Cyproconazol ist ein pilzbekämpfendes Pestizid, das für Getreide, Kaffee, Zuckerrüben, Weintrauben und Erdnüsse eingesetzt wird. Das Mittel wirkt hormonell störend. ‚Carbendazim‘ ist eine mutagene Substanz, die außerhalb Europas auf Zitronen und Mandarinen gesprüht wird.

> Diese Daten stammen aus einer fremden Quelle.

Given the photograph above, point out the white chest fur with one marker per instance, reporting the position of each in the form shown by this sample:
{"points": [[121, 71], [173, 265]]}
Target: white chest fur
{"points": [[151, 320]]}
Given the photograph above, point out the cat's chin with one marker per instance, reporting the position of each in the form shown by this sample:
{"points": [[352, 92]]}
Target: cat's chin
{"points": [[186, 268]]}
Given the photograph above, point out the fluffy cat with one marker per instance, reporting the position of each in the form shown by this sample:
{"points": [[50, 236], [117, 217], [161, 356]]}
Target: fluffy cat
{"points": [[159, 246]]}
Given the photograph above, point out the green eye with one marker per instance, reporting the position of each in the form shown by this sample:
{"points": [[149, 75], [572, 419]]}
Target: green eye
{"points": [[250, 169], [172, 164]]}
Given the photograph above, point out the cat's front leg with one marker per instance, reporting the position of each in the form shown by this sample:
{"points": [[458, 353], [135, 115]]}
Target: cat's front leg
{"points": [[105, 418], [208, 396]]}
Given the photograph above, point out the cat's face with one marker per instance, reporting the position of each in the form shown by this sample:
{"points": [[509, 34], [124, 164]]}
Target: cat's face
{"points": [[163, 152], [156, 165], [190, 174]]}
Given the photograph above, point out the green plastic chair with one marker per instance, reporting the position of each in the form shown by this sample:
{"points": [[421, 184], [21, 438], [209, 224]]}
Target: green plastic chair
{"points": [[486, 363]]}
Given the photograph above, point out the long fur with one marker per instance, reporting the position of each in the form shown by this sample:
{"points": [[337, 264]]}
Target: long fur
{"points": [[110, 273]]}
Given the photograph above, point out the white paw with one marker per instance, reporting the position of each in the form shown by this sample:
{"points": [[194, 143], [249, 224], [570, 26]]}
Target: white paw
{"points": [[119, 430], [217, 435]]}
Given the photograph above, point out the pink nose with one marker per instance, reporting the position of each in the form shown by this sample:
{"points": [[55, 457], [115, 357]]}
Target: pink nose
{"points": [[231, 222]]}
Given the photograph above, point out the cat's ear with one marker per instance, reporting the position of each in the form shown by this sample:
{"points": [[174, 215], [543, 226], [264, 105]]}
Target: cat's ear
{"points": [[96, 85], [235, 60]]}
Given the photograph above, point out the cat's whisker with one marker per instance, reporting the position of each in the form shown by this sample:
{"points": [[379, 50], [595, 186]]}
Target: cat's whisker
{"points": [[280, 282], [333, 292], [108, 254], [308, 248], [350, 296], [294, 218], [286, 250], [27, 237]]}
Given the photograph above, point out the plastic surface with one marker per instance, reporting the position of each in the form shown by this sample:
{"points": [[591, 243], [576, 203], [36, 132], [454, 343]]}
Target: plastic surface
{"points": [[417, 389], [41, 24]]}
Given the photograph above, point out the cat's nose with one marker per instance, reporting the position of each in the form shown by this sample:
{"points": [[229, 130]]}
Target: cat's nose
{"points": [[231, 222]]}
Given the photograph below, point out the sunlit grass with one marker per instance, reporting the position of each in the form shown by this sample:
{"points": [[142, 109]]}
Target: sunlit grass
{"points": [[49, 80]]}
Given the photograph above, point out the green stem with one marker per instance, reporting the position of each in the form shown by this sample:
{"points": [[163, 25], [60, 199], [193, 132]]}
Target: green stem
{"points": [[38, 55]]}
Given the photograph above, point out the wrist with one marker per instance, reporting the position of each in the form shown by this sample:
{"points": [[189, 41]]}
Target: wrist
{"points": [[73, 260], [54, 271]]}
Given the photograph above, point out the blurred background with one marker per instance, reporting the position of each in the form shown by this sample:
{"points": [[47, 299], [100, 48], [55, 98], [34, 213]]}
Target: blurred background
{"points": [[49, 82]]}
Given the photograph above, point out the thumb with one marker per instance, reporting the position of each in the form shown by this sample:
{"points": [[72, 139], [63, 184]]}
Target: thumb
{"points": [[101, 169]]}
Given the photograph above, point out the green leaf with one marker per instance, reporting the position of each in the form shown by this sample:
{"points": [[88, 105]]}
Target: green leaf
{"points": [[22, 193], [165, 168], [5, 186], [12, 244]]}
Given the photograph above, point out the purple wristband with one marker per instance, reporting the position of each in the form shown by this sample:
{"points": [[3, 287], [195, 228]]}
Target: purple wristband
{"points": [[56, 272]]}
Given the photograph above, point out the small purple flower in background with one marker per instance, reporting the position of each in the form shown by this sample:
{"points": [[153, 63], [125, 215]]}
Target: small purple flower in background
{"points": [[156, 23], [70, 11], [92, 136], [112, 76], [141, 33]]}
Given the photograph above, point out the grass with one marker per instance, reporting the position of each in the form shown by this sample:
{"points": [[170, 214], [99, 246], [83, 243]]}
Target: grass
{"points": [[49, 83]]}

„Diese Stoffe sind in der EU verboten. Dann ist es seltsam, wenn man sie in importierten Lebensmitteln erlaubt. Unser Ziel ist, dass alle Landwirte – innerhalb und außerhalb Europas – Lebensmittel mit Respekt vor Tieren, unserem Planeten und unserer Gesundheit produzieren. Dafür müssen für Importprodukte dieselben Standards gelten wie für europäische Produkte“, so die Europaabgeordnete Anja Hazekamp (Partei für die Tiere).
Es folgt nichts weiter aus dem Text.